Heuristic function overestimates cost, leading to suboptimal plans. #9

steadmon · 2017-06-16T04:06:56Z

A* with a closed set can select suboptimal plans if the heuristic function overestimates the remaining cost of an intermediate state. The current heuristic of counting the conflicting states can be an overestimate in some cases. Consider the following setup:

Six state values: a, b, c, d, e, f
Initial state: all six values are False
Goal state: all six values are True
Four actions:

"setA", no preconditions, sets a:=True, cost of 2
"setAB", no preconditions, sets a:=True and b:=True, cost of 1
"optimal", precondition a==True and b==False, sets all six state values to True, cost of 1
"trap", precondition a==True and b==False, sets all six state values to True, cost of 5

The optimal plan is "setA" followed by "optimal", with a total cost of 3. However, with the current heuristic, the code actually selects a plan of "setAB" followed by "trap", with a total cost of 6. This is because the heuristic overestimates the remaining cost after the action "setA" as having a likely remaining cost of 5, when in fact the remaining cost is only 1.

This can be fixed by changing the heuristic function as follows:

After all actions and costs are known, find the action with the minimum (cost / number of output states) ratio. Save this optimal ratio, and pass it as an additional argument to the heuristic function.

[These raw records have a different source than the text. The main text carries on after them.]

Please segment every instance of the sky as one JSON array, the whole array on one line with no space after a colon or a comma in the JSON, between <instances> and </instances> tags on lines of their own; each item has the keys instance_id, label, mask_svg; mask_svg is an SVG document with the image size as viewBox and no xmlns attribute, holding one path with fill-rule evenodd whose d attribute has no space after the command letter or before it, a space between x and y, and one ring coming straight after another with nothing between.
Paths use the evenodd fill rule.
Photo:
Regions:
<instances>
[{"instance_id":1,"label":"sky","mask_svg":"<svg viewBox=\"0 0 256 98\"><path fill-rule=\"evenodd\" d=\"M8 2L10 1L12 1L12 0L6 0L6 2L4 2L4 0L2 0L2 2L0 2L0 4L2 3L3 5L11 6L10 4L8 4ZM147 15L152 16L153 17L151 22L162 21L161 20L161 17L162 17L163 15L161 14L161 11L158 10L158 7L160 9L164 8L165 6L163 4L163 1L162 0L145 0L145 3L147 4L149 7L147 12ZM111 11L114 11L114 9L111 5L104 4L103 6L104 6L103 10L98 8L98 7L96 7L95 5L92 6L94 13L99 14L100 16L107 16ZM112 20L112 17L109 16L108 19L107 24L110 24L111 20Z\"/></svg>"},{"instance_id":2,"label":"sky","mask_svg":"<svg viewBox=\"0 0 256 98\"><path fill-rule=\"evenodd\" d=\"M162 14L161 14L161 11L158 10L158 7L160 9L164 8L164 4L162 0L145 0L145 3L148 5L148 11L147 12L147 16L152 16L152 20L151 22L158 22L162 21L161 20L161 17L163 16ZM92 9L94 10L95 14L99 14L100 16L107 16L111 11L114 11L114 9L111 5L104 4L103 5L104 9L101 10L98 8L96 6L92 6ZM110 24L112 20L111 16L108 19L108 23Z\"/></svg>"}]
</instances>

The heuristic function should then return the number of conflicting states multiplied by the cost/output ratio.

stolk · 2017-06-16T23:35:43Z

Good point.
Thanks for pointing this out.

Sorrien · 2018-09-09T15:21:13Z

Has this been resolved?

stolk · 2018-09-09T18:06:03Z

This issue is still present in the current code base.

You could follow steadmon's approach, or for an even quicker fix: returning a constant value 1 (or better: the lowest cost of all actions) for heuristic will also get rid of suboptimal paths.

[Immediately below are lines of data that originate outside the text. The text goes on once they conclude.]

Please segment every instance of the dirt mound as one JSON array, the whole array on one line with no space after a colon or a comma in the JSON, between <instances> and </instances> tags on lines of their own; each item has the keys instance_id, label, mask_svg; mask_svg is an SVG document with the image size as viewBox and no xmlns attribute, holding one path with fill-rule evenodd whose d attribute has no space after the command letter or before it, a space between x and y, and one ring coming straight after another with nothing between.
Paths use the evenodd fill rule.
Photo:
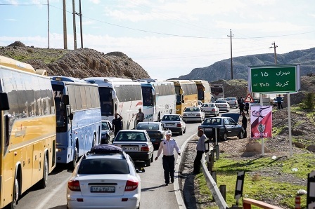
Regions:
<instances>
[{"instance_id":1,"label":"dirt mound","mask_svg":"<svg viewBox=\"0 0 315 209\"><path fill-rule=\"evenodd\" d=\"M0 55L44 69L49 76L150 79L142 67L121 52L107 54L89 48L77 50L40 48L15 41L0 47Z\"/></svg>"}]
</instances>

To thoroughly fix, you would have to determine lowest cost of flipping on a

per atom basis
separately for both flip directions: 0->1 and 1->0.

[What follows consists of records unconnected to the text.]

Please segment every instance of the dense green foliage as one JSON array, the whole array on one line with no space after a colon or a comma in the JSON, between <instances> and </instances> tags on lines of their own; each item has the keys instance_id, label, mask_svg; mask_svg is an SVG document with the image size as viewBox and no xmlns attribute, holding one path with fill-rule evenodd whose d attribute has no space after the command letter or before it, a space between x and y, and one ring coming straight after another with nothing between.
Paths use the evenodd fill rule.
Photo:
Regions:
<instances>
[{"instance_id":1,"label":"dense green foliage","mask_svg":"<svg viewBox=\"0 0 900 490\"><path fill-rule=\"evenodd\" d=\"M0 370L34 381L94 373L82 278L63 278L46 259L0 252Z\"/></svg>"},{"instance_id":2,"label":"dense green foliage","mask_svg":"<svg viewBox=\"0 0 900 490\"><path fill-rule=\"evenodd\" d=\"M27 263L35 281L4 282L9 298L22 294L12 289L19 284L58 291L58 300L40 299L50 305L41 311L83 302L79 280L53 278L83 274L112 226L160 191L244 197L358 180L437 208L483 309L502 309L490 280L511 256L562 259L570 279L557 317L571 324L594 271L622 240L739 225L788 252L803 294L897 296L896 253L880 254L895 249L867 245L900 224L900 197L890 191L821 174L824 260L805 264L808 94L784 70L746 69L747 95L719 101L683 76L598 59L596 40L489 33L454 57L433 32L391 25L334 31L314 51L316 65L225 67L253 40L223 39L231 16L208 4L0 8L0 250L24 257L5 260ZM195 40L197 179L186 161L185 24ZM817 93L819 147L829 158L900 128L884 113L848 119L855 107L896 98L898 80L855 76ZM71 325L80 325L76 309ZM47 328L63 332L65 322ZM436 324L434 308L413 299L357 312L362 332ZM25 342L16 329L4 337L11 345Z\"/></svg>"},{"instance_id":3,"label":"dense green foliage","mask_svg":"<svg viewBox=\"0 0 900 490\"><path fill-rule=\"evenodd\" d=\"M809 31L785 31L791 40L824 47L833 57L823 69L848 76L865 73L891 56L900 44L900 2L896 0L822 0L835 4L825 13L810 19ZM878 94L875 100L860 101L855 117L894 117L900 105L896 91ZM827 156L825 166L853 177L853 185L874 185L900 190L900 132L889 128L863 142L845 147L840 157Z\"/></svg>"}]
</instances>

Then dynamically, add this cost for each differing atom value based on direction.

This will slow down the calculation of the heuristic of course, so if you can live with occasional sub optimal paths, the current code may be better.

Note: If you decide to go steadmon's route, you will need to use floating point values for the heuristic.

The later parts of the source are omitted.